Follow the installation instructions for set-up.
To run examples on this page you will need a Kafka broker available. It is easy to set up a local instance for testing.
API¶
The library follows the librdkafka
API closely where possible.
As per its introduction:
- Base container
rd_kafka_t
is a client create by.kfk.Client
..kfk.Producer
and.kfk.Consumer
are provided for simplicity. Provides global configuration and shared state. - One or more topics
rd_kafka_topic_t
, which are either producers or consumers and created by function.kfk.Topic
Both clients and topics accept an optional configuration dictionary.
.kfk.Client
and .kfk.Topic
return an int which acts as a Client or Topic ID (index into an internal array). Client IDs are used to create topics and Topic IDs are used to publish or subscribe to data on that topic. They can also be used to query metadata – state of subscription, pending queues, etc.
Minimal producer example¶
\l kfk.q
// specify kafka brokers to connect to and statistics settings.
kfk_cfg:`metadata.broker.list`statistics.interval.ms!`localhost:9092`10000
// create producer with the config above
producer:.kfk.Producer[kfk_cfg]
// setup producer topic "test"
test_topic:.kfk.Topic[producer;`test;()!()]
// publish current time with a key "time"
.kfk.Pub[test_topic;.kfk.PARTITION_UA;string .z.t;"time"];
show "Published 1 message";
KxSystems/kafka/test_producer.q
Minimal consumer example¶
\l kfk.q
// create consumer process within group 0
client:.kfk.Consumer[`metadata.broker.list`group.id!`localhost:9092`0];
data:();
// setup meaningful consumer callback(do nothing by default)
.kfk.consumecb:{[msg]
msg[`data]:"c"$msg[`data];
msg[`rcvtime]:.z.p;
data,::enlist msg;}
// subscribe to the "test" topic with default partitioning
.kfk.Sub[client;`test;enlist .kfk.PARTITION_UA];
KxSystems/kafka/test_consumer.q for a slightly more elaborate version
Configuration¶
The library supports and uses all configuration options exposed by librdkafka
, except callback functions, which are identical to Kafka options by design of librdkafka
.
edenhill/librdkafka/CONFIGURATION.md for a list of options
Testing¶
Use can use either existing Kafka broker or start a test Kafka broker as described below.

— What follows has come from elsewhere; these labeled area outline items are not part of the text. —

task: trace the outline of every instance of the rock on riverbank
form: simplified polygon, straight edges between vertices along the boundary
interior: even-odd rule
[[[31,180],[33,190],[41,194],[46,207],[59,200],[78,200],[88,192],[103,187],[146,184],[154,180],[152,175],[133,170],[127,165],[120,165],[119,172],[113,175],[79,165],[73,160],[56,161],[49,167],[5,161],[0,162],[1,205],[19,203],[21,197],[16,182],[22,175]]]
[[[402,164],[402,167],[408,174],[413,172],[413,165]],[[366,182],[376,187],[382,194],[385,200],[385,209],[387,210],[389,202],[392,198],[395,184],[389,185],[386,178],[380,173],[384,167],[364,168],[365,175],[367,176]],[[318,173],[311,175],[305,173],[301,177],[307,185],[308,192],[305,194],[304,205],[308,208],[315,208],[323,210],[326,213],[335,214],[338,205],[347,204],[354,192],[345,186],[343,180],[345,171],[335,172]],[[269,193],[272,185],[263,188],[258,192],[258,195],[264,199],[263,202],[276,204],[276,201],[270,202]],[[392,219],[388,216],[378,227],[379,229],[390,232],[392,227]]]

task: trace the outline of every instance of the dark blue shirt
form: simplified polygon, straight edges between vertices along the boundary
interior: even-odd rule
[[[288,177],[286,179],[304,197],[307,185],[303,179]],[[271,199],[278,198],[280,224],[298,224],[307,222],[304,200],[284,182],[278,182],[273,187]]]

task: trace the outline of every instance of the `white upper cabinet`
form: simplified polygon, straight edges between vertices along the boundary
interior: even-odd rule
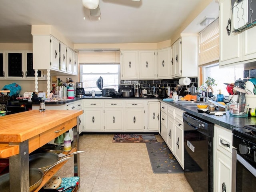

Setting up a test Kafka instance¶
Download and unzip Kafka.
$ cd $HOME
$ wget http://www-us.apache.org/dist/kafka/0.10.2.0/kafka_2.11-0.10.2.0.tgz
$ tar xzvf kafka_2.11-0.10.2.0.tgz
$ cd $HOME/kafka_2.11-0.10.2.0
Start zookeeper
.
$ bin/zookeeper-server-start.sh config/zookeeper.properties
Start Kafka broker
$ bin/kafka-server-start.sh config/server.properties
Running examples¶
Start producer.
q)\l test_producer.q
q)\t 1000
Start consumer.
q)\l test_consumer.q
The messages will now flow from producer to consumer and the publishing rate can be adjusted via \t x
in the producer process.
Performance and tuning¶
edenhill/librdkafka/wiki/How-to-decrease-message-latency
There are numerous configuration options and it is best to find settings that suit your needs and setup. See Configuration above.